Sezon 2018 oficjalnie można uznać za zakończony. Nie da się ukryć, że jednym z jego głównych bohaterów był Alejandro Valverde. Hiszpan w rozmowie z El Pais przyznał, że był to dla niego wymarzony rok.
38-letni zawodnik ma za sobą kapitalny okres. Najważniejsze dla niego jest jednak mistrzostwo świata w Innsbrucku, które idealnie podsumowuje jego bogatą karierę.
Przez ostatnie 3 lata myślałem, że nie mogę już mieć lepszego sezonu.
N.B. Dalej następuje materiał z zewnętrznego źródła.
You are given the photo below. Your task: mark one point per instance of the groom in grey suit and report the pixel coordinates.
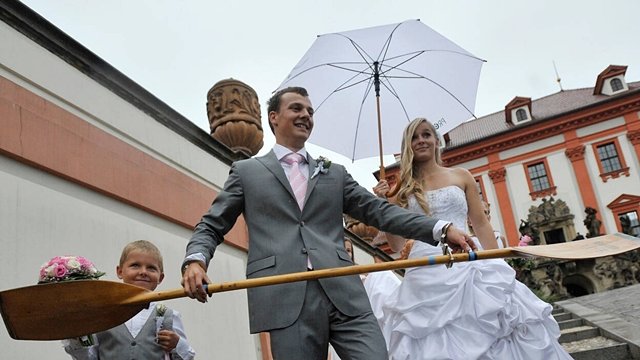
(285, 237)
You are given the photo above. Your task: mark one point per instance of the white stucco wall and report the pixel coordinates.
(42, 215)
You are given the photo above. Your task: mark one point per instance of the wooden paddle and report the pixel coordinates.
(71, 309)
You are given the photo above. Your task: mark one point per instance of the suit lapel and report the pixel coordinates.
(270, 161)
(312, 182)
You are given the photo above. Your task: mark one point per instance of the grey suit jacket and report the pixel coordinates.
(281, 236)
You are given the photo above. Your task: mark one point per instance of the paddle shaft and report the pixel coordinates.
(325, 273)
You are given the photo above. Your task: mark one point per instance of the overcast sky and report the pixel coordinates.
(177, 50)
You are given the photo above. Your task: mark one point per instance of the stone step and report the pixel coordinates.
(570, 323)
(563, 316)
(598, 348)
(578, 333)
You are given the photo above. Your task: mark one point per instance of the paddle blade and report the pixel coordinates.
(599, 246)
(66, 310)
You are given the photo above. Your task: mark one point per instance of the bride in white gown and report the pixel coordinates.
(474, 310)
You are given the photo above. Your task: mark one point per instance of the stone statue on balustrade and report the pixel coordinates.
(591, 222)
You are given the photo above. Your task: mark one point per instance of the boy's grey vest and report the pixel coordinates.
(117, 343)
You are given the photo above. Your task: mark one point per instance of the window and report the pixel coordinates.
(629, 223)
(610, 159)
(608, 156)
(616, 85)
(539, 179)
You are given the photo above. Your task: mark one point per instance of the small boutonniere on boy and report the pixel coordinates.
(322, 166)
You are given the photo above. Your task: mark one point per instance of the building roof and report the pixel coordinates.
(542, 109)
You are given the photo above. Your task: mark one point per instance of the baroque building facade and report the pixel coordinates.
(559, 168)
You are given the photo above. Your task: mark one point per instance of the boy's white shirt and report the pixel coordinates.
(74, 348)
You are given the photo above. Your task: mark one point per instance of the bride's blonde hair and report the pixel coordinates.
(409, 184)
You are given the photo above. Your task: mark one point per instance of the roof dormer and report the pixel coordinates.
(611, 81)
(518, 110)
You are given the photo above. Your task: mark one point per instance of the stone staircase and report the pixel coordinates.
(585, 341)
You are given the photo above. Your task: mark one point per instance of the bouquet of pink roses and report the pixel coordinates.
(68, 268)
(65, 268)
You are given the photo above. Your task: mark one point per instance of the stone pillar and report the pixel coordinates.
(233, 110)
(498, 175)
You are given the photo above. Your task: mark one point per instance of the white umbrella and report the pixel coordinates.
(395, 72)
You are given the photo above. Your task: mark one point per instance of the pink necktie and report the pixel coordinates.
(296, 179)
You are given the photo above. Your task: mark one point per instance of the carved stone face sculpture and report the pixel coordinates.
(234, 116)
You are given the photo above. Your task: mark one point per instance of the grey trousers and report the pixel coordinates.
(320, 323)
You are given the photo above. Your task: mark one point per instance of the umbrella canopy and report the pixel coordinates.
(420, 72)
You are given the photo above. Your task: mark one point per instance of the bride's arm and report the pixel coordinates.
(481, 225)
(396, 243)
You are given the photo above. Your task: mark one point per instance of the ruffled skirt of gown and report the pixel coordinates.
(474, 310)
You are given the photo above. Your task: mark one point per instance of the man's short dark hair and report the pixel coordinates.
(273, 104)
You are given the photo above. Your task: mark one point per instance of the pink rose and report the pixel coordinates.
(525, 240)
(60, 271)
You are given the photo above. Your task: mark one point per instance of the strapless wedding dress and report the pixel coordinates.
(474, 310)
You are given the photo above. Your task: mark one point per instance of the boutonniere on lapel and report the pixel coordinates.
(322, 166)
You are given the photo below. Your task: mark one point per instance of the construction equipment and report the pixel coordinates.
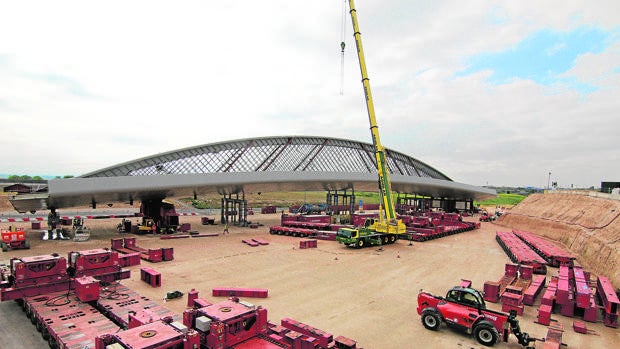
(158, 216)
(387, 228)
(14, 238)
(79, 231)
(464, 309)
(486, 217)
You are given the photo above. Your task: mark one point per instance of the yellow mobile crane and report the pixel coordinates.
(387, 228)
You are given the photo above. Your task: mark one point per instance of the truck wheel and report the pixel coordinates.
(431, 320)
(486, 334)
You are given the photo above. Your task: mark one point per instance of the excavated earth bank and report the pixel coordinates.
(587, 226)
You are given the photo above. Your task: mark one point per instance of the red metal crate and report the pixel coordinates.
(150, 276)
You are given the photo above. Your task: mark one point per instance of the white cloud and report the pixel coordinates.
(88, 85)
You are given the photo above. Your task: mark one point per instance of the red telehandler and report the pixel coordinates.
(464, 309)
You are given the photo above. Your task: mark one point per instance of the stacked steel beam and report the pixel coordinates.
(534, 289)
(609, 300)
(519, 252)
(546, 304)
(494, 290)
(553, 254)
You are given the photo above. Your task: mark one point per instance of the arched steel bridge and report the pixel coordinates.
(287, 163)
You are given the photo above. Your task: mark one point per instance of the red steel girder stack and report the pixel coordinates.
(519, 252)
(546, 304)
(240, 292)
(552, 253)
(493, 290)
(534, 289)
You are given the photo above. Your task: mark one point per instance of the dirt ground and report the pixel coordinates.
(367, 295)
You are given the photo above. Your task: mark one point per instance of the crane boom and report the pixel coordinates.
(388, 228)
(385, 187)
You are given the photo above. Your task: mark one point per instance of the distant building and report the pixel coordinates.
(18, 188)
(607, 187)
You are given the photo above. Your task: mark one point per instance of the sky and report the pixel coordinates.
(499, 93)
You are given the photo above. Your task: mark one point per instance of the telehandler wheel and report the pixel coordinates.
(486, 334)
(431, 320)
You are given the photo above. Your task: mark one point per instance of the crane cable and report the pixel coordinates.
(342, 45)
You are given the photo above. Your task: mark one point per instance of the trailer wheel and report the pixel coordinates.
(52, 343)
(431, 320)
(486, 334)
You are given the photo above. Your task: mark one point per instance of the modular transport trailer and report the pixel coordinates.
(241, 325)
(14, 239)
(553, 254)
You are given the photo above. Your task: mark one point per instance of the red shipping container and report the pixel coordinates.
(150, 276)
(580, 327)
(491, 291)
(167, 253)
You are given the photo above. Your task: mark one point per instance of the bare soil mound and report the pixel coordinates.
(589, 227)
(5, 205)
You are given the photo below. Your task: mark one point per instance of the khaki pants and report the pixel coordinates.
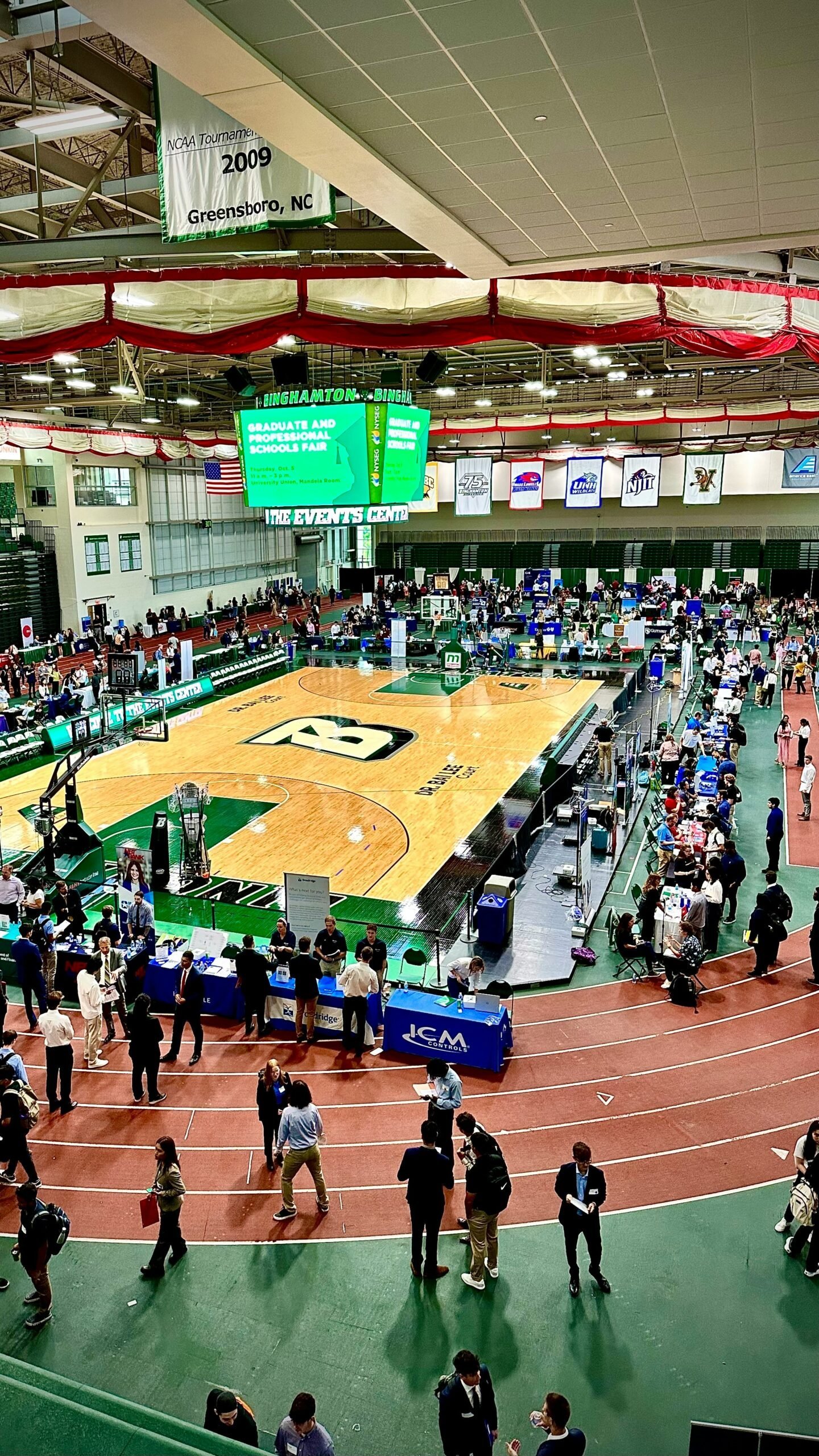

Jak widać, myliłem się. Już chyba nie potrafię zaskoczyć siebie samego. Jednocześnie po tym roku jestem pewien, że nie pojadę w Tour de France 2019. Wydaje mi się, że zdecydowanie lepszą opcją dla mnie jest próba swoich sił w Giro d’Italia i Vuelta a Espana. Wydaje mi się, że jestem mocniejszy niż za młodu i mogę sobie poradzić
– powiedział Valverde.
Warto wspomnieć, iż znakomity Hiszpan wygrał do tej pory zaledwie jeden wielki tour w karierze. Czy za rok coś się zmieni? Póki co jest to wróżenie z fusów.